Sunday, June 26, 2016

Brexit All About?

What is the meaning of Brexit?  This from Theodore Dalrymple, a British writer, critic, and retired physician:

For a long time, Britons who wanted their country to leave the European Union were regarded almost as mentally ill by those who wanted it to stay.  The leavers didn’t have an opinion; they had a pathology. Since one doesn’t argue with pathology, it wasn’t necessary for the remainers to answer the leavers with more than sneers and derision.

Even after the vote, the attitude persists.  Those who voted to leave are described as, ipso facto, small-minded, xenophobic, and fearful of the future.  Those who voted to stay are described as, ipso facto, open-minded, cosmopolitan, and forward-looking. 

This from Megan McCardle, an American commentator and currently a Bloomberg columnist, said to be of a libertarian (small “L”) bent (although she supported Obama at least once, so consistency may not be her strong suit):

The inability of those elites to grapple with the rich world’s populist moment was in full display on social media last night. Journalists and academics seemed to feel that they had not made it sufficiently clear that people who oppose open borders are a bunch of racist rubes who couldn’t count to 20 with their shoes on, and hence will believe any daft thing they’re told. Given how badly this strategy had just failed, this seemed a strange time to be doubling down….  [P]erhaps they were just unable to grasp … that nationalism and place still matter, and that elites forget this at their peril. A lot people do not view their country the way some elites do: as though the nation were something like a rental apartment -- a nice place to live, but if there are problems, or you just fancy a change, you’ll happily swap it for a new one.

In many ways, members of the global professional class have started to identify more with each other than they have with the fellow residents of their own countries. Witness the emotional meltdown many American journalists have been having over Brexit.  [….]  …[T]he dominant tone framed [by journalists about Brexit was] as a blow against the enlightened “us” and the beautiful world we are building, struck by a plague of morlocks who had crawled out of their hellish subterranean world to attack our impending utopia.

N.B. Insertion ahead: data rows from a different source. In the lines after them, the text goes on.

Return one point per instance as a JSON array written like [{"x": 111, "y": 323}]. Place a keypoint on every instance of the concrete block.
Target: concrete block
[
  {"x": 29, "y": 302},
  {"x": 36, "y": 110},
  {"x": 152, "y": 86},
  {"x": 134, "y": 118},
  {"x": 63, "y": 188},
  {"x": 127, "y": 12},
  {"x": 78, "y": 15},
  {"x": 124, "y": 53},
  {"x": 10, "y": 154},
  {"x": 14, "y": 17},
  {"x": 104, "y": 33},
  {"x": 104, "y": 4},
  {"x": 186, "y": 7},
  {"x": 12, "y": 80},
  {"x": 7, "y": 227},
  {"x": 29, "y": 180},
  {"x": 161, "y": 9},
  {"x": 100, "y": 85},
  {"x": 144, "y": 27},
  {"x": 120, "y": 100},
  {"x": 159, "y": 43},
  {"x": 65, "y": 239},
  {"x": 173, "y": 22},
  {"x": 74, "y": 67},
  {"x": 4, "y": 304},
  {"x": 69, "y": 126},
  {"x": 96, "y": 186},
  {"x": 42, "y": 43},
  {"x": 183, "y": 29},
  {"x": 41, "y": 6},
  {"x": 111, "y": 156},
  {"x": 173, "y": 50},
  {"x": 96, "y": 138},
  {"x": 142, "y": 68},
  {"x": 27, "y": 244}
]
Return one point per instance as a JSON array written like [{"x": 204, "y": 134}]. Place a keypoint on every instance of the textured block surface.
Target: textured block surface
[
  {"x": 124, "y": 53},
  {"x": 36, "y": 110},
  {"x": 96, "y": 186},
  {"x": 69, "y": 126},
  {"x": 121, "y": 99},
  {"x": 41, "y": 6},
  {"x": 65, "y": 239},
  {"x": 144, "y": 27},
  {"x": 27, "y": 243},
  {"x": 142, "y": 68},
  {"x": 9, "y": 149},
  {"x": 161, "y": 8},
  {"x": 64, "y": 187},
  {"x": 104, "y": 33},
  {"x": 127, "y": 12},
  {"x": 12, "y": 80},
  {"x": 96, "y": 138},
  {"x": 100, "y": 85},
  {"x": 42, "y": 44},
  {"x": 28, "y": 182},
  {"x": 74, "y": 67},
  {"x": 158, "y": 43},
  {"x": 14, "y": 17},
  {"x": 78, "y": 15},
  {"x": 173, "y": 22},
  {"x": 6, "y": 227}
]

Whether Brexit will in fact lead to economic damage for Britain (or for anyone else) in the intermediate to long term is of course entirely speculative, and it seems that one could make a high-level argument that it could be of lasting benefit.  Brexit offers to me a sliver of hope for a reversal, through a spreading true-reformist counter-revolution, of the heretofore seemingly inexorable economic and cultural decline of Europe specifically and the West generally.  In the West, the cultural gulf between the elites and the hoi polloi they seek to control seems greater now than it has been in generations, if not centuries.  And of course as well, the cosmopolitan, sophisticated, bien-pensant transnational-minded elites will try to reverse the effects of this vote – after all, the morlocks cannot have their way.